Kaos One è uno dei guerrieri al mic più forti che la scena hip hop italiana possa vantarsi di avere avuto. Una carriera produttivamente non molto larga, eppure attiva dagli anni Ottanta, quando ancora rappava in inglese. Un suono hardcore non adatto a tutti i palati, eppure rispettato praticamente da chiunque all'interno dell'ambiente. "Karma" è il suo terzo viaggio da solista, targato 2006, 7 anni dopo l'ultimo lavoro ufficiale, e il concept dell'MC continua il proprio percorso spirituale. Se "Fastidio" è una testimonianza rabbiosa di presa di posizione all'interno della scena hip hop, mentre "L'attesa" una dichiarazione di guerra e riflessioni personali, "Karma" è segno di una matura consapevolezza.

Il disco suona centopercento hip hop, per citare un suo classico, e a mio parere rispetto ai lavori precedenti anche più "fresco". Merito di un sound contestualizzato per quei tempi grazie alle produzioni, in primis di Don Joe; quel suono hip hop crudo da strada, quel modo di utilizzare i samples, sembra uscito appunto da un album dei Club Dogo pre-major (basti pensare al mixtape "Roccia Music" giusto per dirne uno). L'hardcore non è morto, semplicemente non ha intenzione di puzzare di vecchio, e in questo Kaos ritrova un giusto equilibrio anche nel flow stesso: più aggressivo e curato, rispetto ai primi tempi in cui a causa di una qualità minore rischiava di essere eccessivamente sporco e poco comprensibile. La copertina è splendida, e racchiude il concept stesso del disco: Kaos vuole abbandonare le scene (cosa che dice già dal '96), ma allo stesso tempo scava verso sentieri più profondi e maturi.

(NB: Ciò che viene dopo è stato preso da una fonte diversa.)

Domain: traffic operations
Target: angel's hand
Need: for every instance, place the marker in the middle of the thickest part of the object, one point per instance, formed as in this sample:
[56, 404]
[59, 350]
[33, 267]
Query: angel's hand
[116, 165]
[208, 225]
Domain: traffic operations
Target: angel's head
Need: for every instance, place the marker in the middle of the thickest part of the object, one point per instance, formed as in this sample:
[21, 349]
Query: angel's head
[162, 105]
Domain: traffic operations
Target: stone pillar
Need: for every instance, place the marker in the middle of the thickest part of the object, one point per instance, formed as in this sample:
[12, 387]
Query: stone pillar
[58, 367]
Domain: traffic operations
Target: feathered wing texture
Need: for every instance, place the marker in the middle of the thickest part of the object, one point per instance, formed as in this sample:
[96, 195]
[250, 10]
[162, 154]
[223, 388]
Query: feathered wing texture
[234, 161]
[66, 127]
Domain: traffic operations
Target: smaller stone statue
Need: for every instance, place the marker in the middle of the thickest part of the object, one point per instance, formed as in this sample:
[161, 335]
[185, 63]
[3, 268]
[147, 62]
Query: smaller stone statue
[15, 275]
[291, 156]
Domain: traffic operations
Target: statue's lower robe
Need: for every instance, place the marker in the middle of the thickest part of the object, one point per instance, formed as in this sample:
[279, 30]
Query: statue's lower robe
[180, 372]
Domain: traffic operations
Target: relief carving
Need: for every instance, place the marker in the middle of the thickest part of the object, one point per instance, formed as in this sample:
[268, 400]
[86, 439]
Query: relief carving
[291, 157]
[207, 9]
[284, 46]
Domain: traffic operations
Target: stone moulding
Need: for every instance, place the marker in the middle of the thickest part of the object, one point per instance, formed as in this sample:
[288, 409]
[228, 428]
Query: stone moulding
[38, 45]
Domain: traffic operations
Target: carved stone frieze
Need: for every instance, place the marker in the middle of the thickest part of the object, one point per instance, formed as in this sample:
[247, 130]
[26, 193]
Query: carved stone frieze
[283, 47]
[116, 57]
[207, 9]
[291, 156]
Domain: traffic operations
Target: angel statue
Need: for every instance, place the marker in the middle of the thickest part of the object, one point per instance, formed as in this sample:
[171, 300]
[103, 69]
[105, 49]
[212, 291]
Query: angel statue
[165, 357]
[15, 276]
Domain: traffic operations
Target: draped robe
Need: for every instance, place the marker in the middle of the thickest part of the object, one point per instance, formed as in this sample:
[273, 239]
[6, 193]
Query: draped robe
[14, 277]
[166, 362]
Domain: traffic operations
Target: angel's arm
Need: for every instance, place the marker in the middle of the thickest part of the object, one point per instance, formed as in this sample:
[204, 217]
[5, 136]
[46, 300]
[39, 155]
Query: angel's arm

Meno autocelebrazione e retorica, più una discesa psicologica nei meandi delle sue prigioni mentali, concept che si svilupperà in maniera più criptica in "Post Scripta", seppur meno incisiva sul piano concettuale.

"Uno" e "La zona morta" sono due schiaffi in faccia, in cui il maestro dimostra che il coltello è ancora affilato; una critica verso il vuoto all'interno della scena visto con gli occhi di Kaos, in cui si è persa la ragione oltre che i valori di una cultura che ha dato da mangiare agli artisti, ma soprattutto giornalisti e finti specialisti del net (citando Bassi e la sua "S.I.C."), rendendola un fenomeno da pubblicità delle patatine. Intorno a questo concept girano anche brani con tematiche più scottanti, come la controversa "Pandemia" in cui al centro vive il credo nel Divino, la perla "Algoritmi", con la matematica vista come metafora di studio della materia hip hop, fino alla diretta "Blah Blah" (l'episodio minore del disco a mio avviso). Kaos però non si è presentato da solo, infatti alcuni dei momenti migliori sono proprio le collaborazioni: su tutte "Il senso senso", con la partecipazione dei Club Dogo al completo (Don Joe fa la produzione), un sample geniale di "Fame", un ritornello trascinante e tre strofe preziose, in cui i rapper al mic danno il meglio. Un piccolo capolavoro, com'è anche "Mu-Sick" in cui a tenere il nemico al guinzaglio partecipa anche il rapper calabrese Turi, che mantenendo il suo stile funky riesce a fomentare a dovere. Tra i restanti i Colle Der Fomento in "Firewire" e Moddi MC (talentuoso freestyler siculo) in "D.C.D.V.", altra piccola perla sottovalutata. Capolavoro "Insomnia" (prodotta da Shablo), la traccia più intima e toccante del disco; il liricismo di Kaos è in continua ricerca, e in questo brano in particolare ritrova una dimensione meno retorica e più introspettiva, che per certi versi ricorda "Cose preziose". Chiude il disco "La fine", preceduta dal monologo clou tratto da "Seven" di David Fincher, una degna chiusura di un grande disco.

"Karma" è un lavoro hip hop con i controcazzi: fresco, grintoso, profondo, seppur a volte eccessivamente stucchevole e retorico nei contenuti, pur essendo un marchio di fabbrica che Kaos si è sempre portato dietro anche quando rappava a fianco di monumenti del genere come Neffa e i Melma&Merda. Ma questa è un'altra (grande) storia.